他们白发苍苍,但鹤发童颜。举手投足间,尽是不怒自威。
这二人,正是元真道派的两位长老。李南风和沈南霖。
像云雷子这样的人物,居然只能在这二位长老的下首。
此时,徐造化虽然还在承天道场,但是经过救助,已经无恙。只是还处于昏迷阶段。
“长老,时间快到了,你说的人怎么还没来?”
杨景泰向来自诩是元真道派的新秀天才,但也不敢在两位泰斗面前造次,所以语气不可谓不恭敬。
“再等等。”
李南风言尽于此,轻呷一口茶水后,便闭目养神,不再多语。
杨景泰见状,面色微微有变。
他不懂,到底是谁,值得脾气火爆的李长老,能耐心等到现在。
其实不仅仅是杨景泰,在场的诸多人物,也是心生恼怒。
他们自诩是元真道派年轻一代的高手,各个都是达官显赫的座上宾,凭什么要等别人。
不过想归想,但却不敢表露出来。
又过了十分钟,大门被推开。
伴随着一阵中药特有的药香味,走进来一个身着玄青色道袍的女子。
那女子看上去三十出头,不施粉黛,却有倾城之姿。
她手掐子午诀,横于胸前。
却未作揖,反而朗声说道:“西山净明宗坛俗家弟子,霍欣,前来拜谒。”
一语说完,全场哗然。
“霍欣,竟然是她?”
“她肯出山?那此事便无后顾之忧了。”
“恐怕也就是她,能值得两位泰斗耐心等候了。”
“意料之外啊,我还记得燕赵大地有这么一句话,叫做万两黄金,难请霍欣!”
“霍欣?这是何人?难道两位长老等的就是她?”
杨景泰也是元真道派天赋异禀之人,十五年前远赴云贵,近期才回归。
他格外关注燕赵的青年才俊。
只是对于眼前出现的这个漂亮女子,却绞尽脑汁也没想起有这么一号人物。
而且,居然只是净明宗坛的俗家弟子,就敢让众人等这么久。
想着,他微微皱眉,指着霍欣冷声说道:“放肆!区区俗家弟子,参拜两位泰斗居然敢不躬身!”
“嗯?”
名唤霍欣的女子微微抬头,如视蝼蚁般,漫不经心的瞟了杨景泰一眼。
只是这平平无奇的一眼,就让杨景泰浑身一颤。
同时右手莫名其妙的一酸,最后竟然酸软的垂了下来。
杨景泰大惊,只觉右手又疼又酸,好似无数蚂蚁在啃噬。
他连忙以左手掐诀,凝聚道炁,试图将右手这股子怪异的感觉驱散,可是他这才发现,一身引以为傲的道炁,居然无法调动。

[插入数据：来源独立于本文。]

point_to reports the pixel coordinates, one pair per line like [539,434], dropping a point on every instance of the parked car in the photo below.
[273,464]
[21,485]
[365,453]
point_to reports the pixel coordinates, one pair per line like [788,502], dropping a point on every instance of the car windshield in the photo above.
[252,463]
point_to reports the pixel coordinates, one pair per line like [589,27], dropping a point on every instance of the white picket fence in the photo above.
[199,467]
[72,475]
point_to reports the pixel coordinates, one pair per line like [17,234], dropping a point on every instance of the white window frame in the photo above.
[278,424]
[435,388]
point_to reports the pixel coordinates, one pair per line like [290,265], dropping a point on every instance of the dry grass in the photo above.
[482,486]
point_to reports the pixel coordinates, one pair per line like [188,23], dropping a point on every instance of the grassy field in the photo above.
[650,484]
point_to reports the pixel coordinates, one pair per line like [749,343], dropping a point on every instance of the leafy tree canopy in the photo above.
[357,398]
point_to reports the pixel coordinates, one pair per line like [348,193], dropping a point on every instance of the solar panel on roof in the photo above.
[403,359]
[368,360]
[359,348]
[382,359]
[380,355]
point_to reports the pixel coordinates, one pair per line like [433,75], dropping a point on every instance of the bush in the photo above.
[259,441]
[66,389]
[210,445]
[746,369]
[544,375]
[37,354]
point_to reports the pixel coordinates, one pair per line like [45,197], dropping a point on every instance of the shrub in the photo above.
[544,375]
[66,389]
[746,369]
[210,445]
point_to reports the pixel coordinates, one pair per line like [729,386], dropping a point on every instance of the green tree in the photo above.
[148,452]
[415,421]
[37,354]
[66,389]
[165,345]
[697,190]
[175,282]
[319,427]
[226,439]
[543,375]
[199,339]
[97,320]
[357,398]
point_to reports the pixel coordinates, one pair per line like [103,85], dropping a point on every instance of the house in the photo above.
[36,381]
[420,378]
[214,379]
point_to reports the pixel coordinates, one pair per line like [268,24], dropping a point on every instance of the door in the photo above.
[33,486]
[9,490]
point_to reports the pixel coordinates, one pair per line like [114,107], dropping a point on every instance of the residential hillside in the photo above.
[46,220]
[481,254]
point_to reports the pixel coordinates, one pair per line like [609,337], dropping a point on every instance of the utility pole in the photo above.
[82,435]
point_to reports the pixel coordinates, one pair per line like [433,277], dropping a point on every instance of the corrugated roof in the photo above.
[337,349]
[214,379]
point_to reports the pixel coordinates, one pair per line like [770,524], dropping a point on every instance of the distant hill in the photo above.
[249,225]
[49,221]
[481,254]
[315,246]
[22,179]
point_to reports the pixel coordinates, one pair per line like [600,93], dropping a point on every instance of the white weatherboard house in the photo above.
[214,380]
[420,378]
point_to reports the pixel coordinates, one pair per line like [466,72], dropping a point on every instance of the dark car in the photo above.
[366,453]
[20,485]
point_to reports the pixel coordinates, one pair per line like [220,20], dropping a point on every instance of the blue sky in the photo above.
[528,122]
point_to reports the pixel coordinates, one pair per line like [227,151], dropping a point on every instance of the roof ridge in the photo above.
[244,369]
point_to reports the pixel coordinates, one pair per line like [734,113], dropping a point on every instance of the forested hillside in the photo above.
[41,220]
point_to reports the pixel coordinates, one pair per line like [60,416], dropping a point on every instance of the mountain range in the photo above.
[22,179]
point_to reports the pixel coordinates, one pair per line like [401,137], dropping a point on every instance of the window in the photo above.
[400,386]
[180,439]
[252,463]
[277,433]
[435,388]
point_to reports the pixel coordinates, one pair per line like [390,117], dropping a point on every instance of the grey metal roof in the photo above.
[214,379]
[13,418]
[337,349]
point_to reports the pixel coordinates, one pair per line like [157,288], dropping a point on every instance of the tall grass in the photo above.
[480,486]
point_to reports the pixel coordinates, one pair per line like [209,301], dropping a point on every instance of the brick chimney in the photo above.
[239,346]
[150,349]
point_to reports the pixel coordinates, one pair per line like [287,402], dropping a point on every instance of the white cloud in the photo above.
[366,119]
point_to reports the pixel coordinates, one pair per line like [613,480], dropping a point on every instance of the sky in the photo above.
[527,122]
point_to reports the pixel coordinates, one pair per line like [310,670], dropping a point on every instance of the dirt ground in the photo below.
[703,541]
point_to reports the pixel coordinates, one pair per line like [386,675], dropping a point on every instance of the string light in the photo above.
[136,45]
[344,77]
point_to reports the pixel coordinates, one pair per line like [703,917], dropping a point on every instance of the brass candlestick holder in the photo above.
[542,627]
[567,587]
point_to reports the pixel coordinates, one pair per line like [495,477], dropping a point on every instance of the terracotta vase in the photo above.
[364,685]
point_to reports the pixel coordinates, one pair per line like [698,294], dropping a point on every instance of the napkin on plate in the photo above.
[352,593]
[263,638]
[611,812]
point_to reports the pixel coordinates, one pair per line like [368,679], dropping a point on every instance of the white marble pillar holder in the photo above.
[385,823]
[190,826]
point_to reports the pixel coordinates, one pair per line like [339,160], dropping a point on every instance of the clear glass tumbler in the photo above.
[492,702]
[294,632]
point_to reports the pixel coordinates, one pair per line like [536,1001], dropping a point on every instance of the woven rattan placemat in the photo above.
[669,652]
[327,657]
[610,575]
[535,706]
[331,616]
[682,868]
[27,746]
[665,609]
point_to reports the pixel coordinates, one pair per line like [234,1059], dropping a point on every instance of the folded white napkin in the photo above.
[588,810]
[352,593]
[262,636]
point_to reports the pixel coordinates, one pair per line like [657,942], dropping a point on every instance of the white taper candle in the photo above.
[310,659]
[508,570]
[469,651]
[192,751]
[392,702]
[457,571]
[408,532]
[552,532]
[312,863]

“该死……这个女人好可怕,她是什么时候施的术?是那个眼神吗?”
杨景泰冷汗直流,将求救的目光看向上方的两位长老。
没曾想,李南风理都没有理他,依然自顾自的喝着茶水。
但从他颤抖的手上来看,李南风也是恼怒的。
毕竟,打狗也要看主人。只是不好发作。
“略施小惩,半个时辰可愈。”
霍欣一张俏脸,无喜无悲。
杨景泰咬着牙,以左手扶着胳膊。心有万千恼怒,却终究不敢再乱说话。
倒是一旁的宋景升摇头苦笑道:“杨兄,你惹谁不好偏偏惹她。”
宋景升和杨景泰关系莫逆,两人幼时同时拜入元真道派修行。
只不过杨景泰天赋更好,得道了去云贵地区修行的机会,他则一直留在元真道派内。
杨景泰翻了个李眼,小声问道:“宋师兄,她,她到底是谁啊?”
“唉!”
宋景升幽幽叹了口气,说道:“你不是一直追问我,六年前,是谁废掉了沈南霖长老首徒的一身修为吗?我告诉你,就是她,霍欣。人称霍仙子!”
世人都说元真徐造化,覆手翻云雨。玄一张狂儒,谈笑停风雷。却少有人知,净明宗坛还有个鲜有露面的霍仙子,震阴阳两界。
霍欣,八岁时,以俗家弟子身份拜入净明宗坛。
没人知道她的明确师父是谁,但却同时得到了宗门内十位长老,包括门主的亲自教导。
十岁时,霍欣不知何故,又和元真道派扯上关系,摇身一变,多了个元真道派俗家记名弟子的身份。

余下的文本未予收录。